‘Ash Princess’ by Laura Sebastian is a tense read.
Synopsis: Thora is a glorified prisoner in the home of the Kaiser, a man who invaded her country and stole her people. Ten years of parties, wearing ash crowns and being punished for any discord incited by the slaves, Thora has learnt her role and how to play it. But after the Kaiser orders her to kill the rebel’s leader, she knows time is running out not just for herself, but what remains of her country. Can she shed her Ash Princess title and become Queen Theodosia?
I wish we could’ve seen more of Astrea than just the castle and the surrounding waters. However, I couldn’t imagine the story having the same feel to it if the events weren’t confined to one building. All the decisions are made under stress and having those choices play out in the castle adds the understanding of being imprisoned and downtrodden. The lack of freedom for Thora grows more and more stifling as her plot unfolds and I definitely felt that along with her.
Thora was hard to connect with at first. I imagine after ten years of continuous torture and humiliation anyone would become almost numb but I personally couldn’t connect to her at the beginning. By the end, I was rooting for her. I understood her more than I thought I would. She came across really human; full of difficult emotions to decipher and overcome. So many conflicting thoughts and feelings that she had to wade through to get to freedom. Her decisions were ruthless and her bravery is pretty amazing. Definitely a character to keep my eye on.
There is a slight love triangle in this. Luckily, I went into this book prepared for it and I agree that it really doesn’t take anything away from the story itself. I imagine Sebastian will play with this thread more in the sequel. Blaise is the childhood friend; plenty of memories shared and perhaps a relationship would have blossomed if the siege never happened. Soren is the son of the Kaiser, he’s a warrior who’s sentenced many of her people to death but he’s his own man and shows kindness where many others do not. Personally I don’t have a preference, neither are favourable choices but both bring something out in Thora that the other can’t.

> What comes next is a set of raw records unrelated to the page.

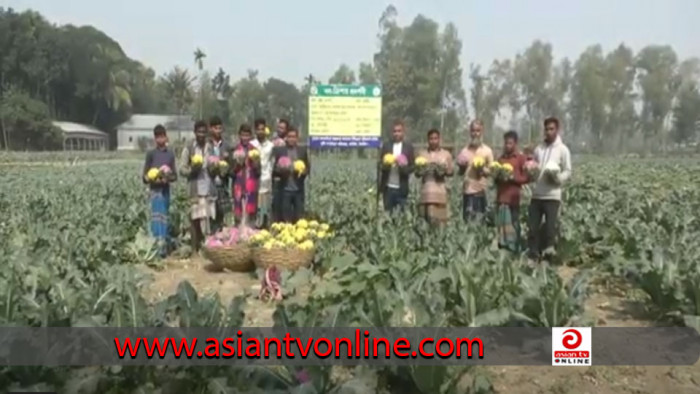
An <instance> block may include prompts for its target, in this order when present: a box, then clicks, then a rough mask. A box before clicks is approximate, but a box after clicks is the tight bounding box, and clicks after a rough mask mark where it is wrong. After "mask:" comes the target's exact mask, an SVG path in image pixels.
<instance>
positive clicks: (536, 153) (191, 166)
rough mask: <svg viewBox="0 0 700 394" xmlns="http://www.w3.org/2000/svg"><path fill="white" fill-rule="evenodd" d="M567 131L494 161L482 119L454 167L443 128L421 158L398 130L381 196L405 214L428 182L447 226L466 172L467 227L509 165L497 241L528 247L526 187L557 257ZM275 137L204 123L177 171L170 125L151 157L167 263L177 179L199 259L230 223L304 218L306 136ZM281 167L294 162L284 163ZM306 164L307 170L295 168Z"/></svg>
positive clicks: (432, 208) (432, 211)
mask: <svg viewBox="0 0 700 394" xmlns="http://www.w3.org/2000/svg"><path fill="white" fill-rule="evenodd" d="M559 130H560V125H559V121H558V120H557V119H556V118H547V119H546V120H545V121H544V141H543V143H542V144H540V145H538V146H537V147H536V148H535V149H534V150H530V151H526V152H524V153H523V152H521V151H520V150H519V147H518V134H517V133H516V132H514V131H510V132H508V133H505V135H504V137H503V138H504V140H503V142H504V144H503V152H502V154H501V155H500V157H499V158H498V159H495V158H494V153H493V151H492V149H491V148H490V147H489V146H488V145H486V144H485V143H483V140H482V138H483V132H484V131H483V123H482V122H481V121H479V120H475V121H473V122H471V124H470V126H469V133H470V142H469V143H468V144H467V146H465V147H464V148H463V149H462V150H461V151H460V152H459V154H458V156H457V160H456V163H454V162H453V157H452V154H451V153H450V152H449V151H448V150H446V149H444V148H442V147H441V138H440V131H439V130H436V129H431V130H430V131H428V134H427V139H428V146H427V149H425V150H422V151H420V152H416V151H415V148H414V146H413V144H411V143H410V142H409V141H406V140H405V128H404V124H403V123H402V122H400V121H398V122H395V123H394V124H393V129H392V133H391V134H392V140H391V141H388V142H385V143H384V144H383V145H382V148H381V155H380V159H379V166H380V167H379V169H380V171H379V179H378V182H379V190H378V192H379V193H381V195H382V197H383V202H384V207H385V209H386V210H387V211H395V210H397V209H398V210H401V209H403V208H404V207H405V206H406V202H407V199H408V195H409V189H410V188H409V184H410V177H411V175H412V174H415V175H417V176H418V177H419V178H420V180H421V188H420V197H419V201H420V207H419V208H420V212H421V214H422V215H423V216H424V217H425V218H426V219H427V220H429V221H430V222H431V223H434V224H437V225H441V224H444V223H446V222H447V221H448V219H449V217H450V211H449V195H448V187H447V184H446V180H447V179H448V178H450V177H452V176H454V174H455V167H456V170H457V171H456V172H457V174H458V175H459V176H461V177H462V178H463V182H462V217H463V219H464V220H466V221H472V220H477V219H479V218H482V217H483V215H484V214H485V213H486V210H487V193H486V191H487V189H488V187H489V185H490V183H491V177H490V175H491V170H490V169H491V165H492V163H494V161H497V162H498V163H500V164H502V165H508V166H509V168H512V176H511V177H509V178H508V179H506V180H498V179H494V182H495V184H496V188H497V191H496V205H497V209H496V210H495V213H496V215H495V219H496V220H495V223H496V227H497V229H498V234H499V239H498V243H499V246H500V247H502V248H505V249H509V250H512V251H514V252H519V251H520V250H521V249H522V246H521V238H520V225H519V223H520V198H521V190H522V187H523V186H524V185H527V184H532V186H531V188H532V199H531V201H530V205H529V208H528V220H527V223H528V227H529V234H528V242H527V250H528V254H529V257H530V258H531V259H539V258H541V257H542V255H545V254H548V253H551V252H553V249H554V246H555V239H556V233H557V225H558V220H559V208H560V205H561V188H562V184H563V183H564V182H566V180H567V179H569V177H570V176H571V156H570V153H569V149H568V148H567V147H566V145H564V143H563V142H562V140H561V137H560V136H559ZM270 134H271V133H270V130H269V128H268V126H267V123H266V121H265V120H264V119H257V120H255V122H254V126H253V128H251V127H250V125H248V124H243V125H241V126H240V127H239V129H238V139H237V142H236V143H235V144H229V143H228V142H227V141H226V140H225V138H224V127H223V122H222V121H221V119H220V118H218V117H214V118H212V119H210V120H209V122H205V121H201V120H200V121H197V122H195V124H194V139H193V140H192V141H191V142H189V143H188V144H187V145H186V146H185V147H184V148H183V149H182V153H181V155H180V158H179V160H177V161H178V163H179V167H177V166H176V159H175V153H174V152H173V151H172V149H171V148H170V147H169V146H168V138H167V132H166V129H165V127H164V126H162V125H157V126H156V127H155V128H154V130H153V135H154V140H155V148H154V149H152V150H151V151H149V152H148V153H147V154H146V159H145V164H144V169H143V180H144V182H145V183H146V184H148V185H149V188H150V201H151V211H152V220H151V232H152V233H153V235H154V237H156V238H157V239H158V240H159V241H161V245H162V249H161V255H163V256H165V255H166V254H167V250H168V210H169V206H170V184H171V183H172V182H175V181H177V179H178V176H179V177H184V178H185V179H186V180H187V187H188V193H189V194H188V195H189V198H190V219H191V237H192V246H193V249H194V250H195V251H198V250H199V249H200V247H201V245H202V243H203V241H204V237H205V236H206V235H208V234H211V233H214V232H217V231H219V230H221V229H222V228H223V227H224V226H225V225H226V224H227V222H228V220H227V218H228V217H230V215H229V214H231V213H232V214H233V218H234V222H235V224H236V225H240V224H244V225H248V226H253V227H257V228H265V227H267V226H268V225H269V224H270V223H272V222H288V223H293V222H296V221H297V220H299V219H301V218H302V217H303V216H304V211H305V195H306V192H305V183H306V182H305V181H306V178H307V176H308V174H309V170H310V163H309V155H308V152H307V149H306V148H305V147H300V146H298V140H299V131H298V130H297V129H296V128H295V127H293V126H290V124H289V122H288V121H286V120H284V119H281V120H279V121H278V122H277V127H276V132H275V133H274V135H270ZM387 155H390V156H393V157H402V158H403V160H404V162H403V163H402V165H389V166H387V165H386V163H383V161H382V158H384V157H385V156H387ZM195 158H198V159H196V160H195ZM419 158H420V159H421V161H422V163H424V164H425V163H428V164H431V163H439V164H440V166H441V167H440V168H441V169H442V170H441V171H439V172H436V171H420V172H419V171H417V167H416V163H417V159H419ZM282 162H284V163H286V164H285V165H281V163H282ZM297 162H301V163H303V164H302V165H301V166H300V168H296V165H294V166H291V167H290V166H289V163H297ZM477 163H479V165H477ZM528 163H535V165H536V166H539V167H540V168H544V167H546V166H547V165H549V163H553V164H555V165H556V167H557V168H559V169H560V171H557V172H556V173H555V174H554V175H552V174H545V172H543V171H539V172H538V173H537V174H536V175H534V176H533V175H532V173H529V172H528V171H526V167H527V166H528ZM455 164H456V165H455ZM154 168H158V169H164V170H163V171H162V174H161V176H159V177H157V179H156V178H151V177H150V176H149V171H151V170H152V169H154Z"/></svg>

I can see a few readers potentially becoming bored by this book but I found that the lulls in the pacing gave you time to reflect on some of the events. There are some very bloody scenes, torture is not shied away from here. For once, I actually think that all the violence in a book was completely necessary. It’s brutal; it’s not a happy story so why not show the truth of it? Ash Princess isn’t what I was expecting it to be, but my interest has been piqued. Stay tuned.
“I was a princess made of ashes; there is nothing left of me to burn.
Now it’s time for a queen to rise.”
I received this in Shelflove Crate’s April ‘Magical Manipulators’ box.